Some gardens are in private ownership, some still in the possession of the descendants of their original owners such as the Williams at Caerhays (five generations of camellia breeders extraordinaire), others rescued by new owners such as that of Trebah by Tony Hibbert, a former wine merchant; and a very large group belong to the National Trust which runs them in its inimitable style.

If it is all that time permits, go and see three. Three with a remarkable common heritage but with very different approaches to maintaining a great garden in the C21st. In the mid C19th the Fox family of Falmouth – Quakers, bankers, merchants, ship owners – produced three brothers who had an enormous passion for gardening. They bought three small estates, Glendurgan, Trebah, and Penjerrick, on the Helford River, two adjoining and the third nearby, each with its deep valley, the first two reaching down to the sea, Penjerrick higher up but with views across the Channel. They became, over a hundred years, amongst the most famous gardens in Britain, noted for their fine plants and breeding of new cultivars.

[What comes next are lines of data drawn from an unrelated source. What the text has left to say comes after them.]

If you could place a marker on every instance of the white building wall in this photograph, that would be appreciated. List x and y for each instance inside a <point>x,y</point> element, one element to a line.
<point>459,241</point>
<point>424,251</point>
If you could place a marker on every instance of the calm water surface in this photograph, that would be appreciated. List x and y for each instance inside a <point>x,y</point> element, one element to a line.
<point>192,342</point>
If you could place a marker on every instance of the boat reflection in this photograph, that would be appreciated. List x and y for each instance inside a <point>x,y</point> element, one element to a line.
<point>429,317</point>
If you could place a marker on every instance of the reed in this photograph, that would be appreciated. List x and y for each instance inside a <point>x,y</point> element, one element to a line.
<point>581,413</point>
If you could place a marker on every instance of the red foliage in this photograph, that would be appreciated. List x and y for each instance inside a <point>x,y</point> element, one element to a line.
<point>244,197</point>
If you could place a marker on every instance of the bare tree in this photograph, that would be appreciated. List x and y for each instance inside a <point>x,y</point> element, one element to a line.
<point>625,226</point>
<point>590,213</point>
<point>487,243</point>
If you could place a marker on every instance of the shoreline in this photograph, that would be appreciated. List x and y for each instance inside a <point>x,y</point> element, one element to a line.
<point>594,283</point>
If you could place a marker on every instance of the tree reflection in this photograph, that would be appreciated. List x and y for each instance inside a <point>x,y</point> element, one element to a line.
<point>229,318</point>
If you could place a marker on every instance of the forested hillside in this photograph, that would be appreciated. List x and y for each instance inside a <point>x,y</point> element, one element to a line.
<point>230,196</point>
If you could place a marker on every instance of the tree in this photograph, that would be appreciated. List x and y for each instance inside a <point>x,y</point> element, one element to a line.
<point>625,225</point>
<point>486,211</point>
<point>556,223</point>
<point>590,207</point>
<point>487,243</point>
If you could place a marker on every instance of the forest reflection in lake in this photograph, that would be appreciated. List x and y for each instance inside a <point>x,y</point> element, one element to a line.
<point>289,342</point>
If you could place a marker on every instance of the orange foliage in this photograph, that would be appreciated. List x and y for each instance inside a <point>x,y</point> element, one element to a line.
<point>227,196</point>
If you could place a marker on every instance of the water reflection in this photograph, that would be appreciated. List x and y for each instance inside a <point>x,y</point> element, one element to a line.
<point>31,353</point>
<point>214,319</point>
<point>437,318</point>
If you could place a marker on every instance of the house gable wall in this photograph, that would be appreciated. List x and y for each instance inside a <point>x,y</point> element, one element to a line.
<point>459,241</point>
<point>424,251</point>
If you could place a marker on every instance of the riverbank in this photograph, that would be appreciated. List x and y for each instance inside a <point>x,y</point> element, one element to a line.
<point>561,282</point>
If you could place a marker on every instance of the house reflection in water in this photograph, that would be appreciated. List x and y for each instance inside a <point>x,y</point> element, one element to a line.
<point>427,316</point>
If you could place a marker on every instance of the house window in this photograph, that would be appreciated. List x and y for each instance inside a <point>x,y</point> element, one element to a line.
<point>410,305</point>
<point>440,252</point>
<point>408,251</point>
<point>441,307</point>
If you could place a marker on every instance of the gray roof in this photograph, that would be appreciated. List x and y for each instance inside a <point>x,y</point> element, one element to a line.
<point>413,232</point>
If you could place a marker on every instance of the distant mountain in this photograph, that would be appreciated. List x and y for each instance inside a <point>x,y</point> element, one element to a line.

Then the Second World War and high taxation seemed to spell the end, and each of them suffered the inevitable results of tight budgets and reduced maintenance. Trebah was sold; Glendurgan given to the National Trust; Penjerrick remaining owned and managed by Fox descendants but almost forgotten.

Then in the 1980’s, with a new spirit around in Britain and with easier money for the first time for forty years, a revival began. Tony Hibbert bought Trebah for his retirement and found to his surprise that he was in possession of one of the most important gardens in England. A new passion for gardening took him, and over thirty years he carried out one of the most impressive restorations of any great garden, although and inevitably with a commercialisation that the Fox’s would perhaps have frowned on but hopefully guarantees the long term future of the garden.

At Glendurgan next door the National Trust is also undertaking a long-term renewal of the garden, and have built a new shop, a tea room, and a much larger car park. Glendurgan now is a major show piece for the Trust and benefits enormously in visitor numbers from the huge marketing budget which the Trust deploys in Cornwall.

And Penjerrick?  If you seek the spirit of the Fox’s and of all those great planter-gardeners of the C19th right across Britain, go to Penjerrick.  It has no tea room, no shop, no plant nursery, not even a car park or attendant. There is just an honesty box for the grateful visitor to slip his appreciation into.  But it is a magnificent wild garden, overgrown, half lost, huge rare plants hanging over and indeed into ponds and lakes, the paths part gravel and mostly mud, with its shrubs and trees all left to grow as they would have done naturally had they been in some wild Himalayan valley.  Indeed, it is a wild Himalayan valley, just happening to be in Cornwall. Put on your boots, take a flask of coffee, enter through the concealed gate, and for a glorious afternoon be lost in paradise.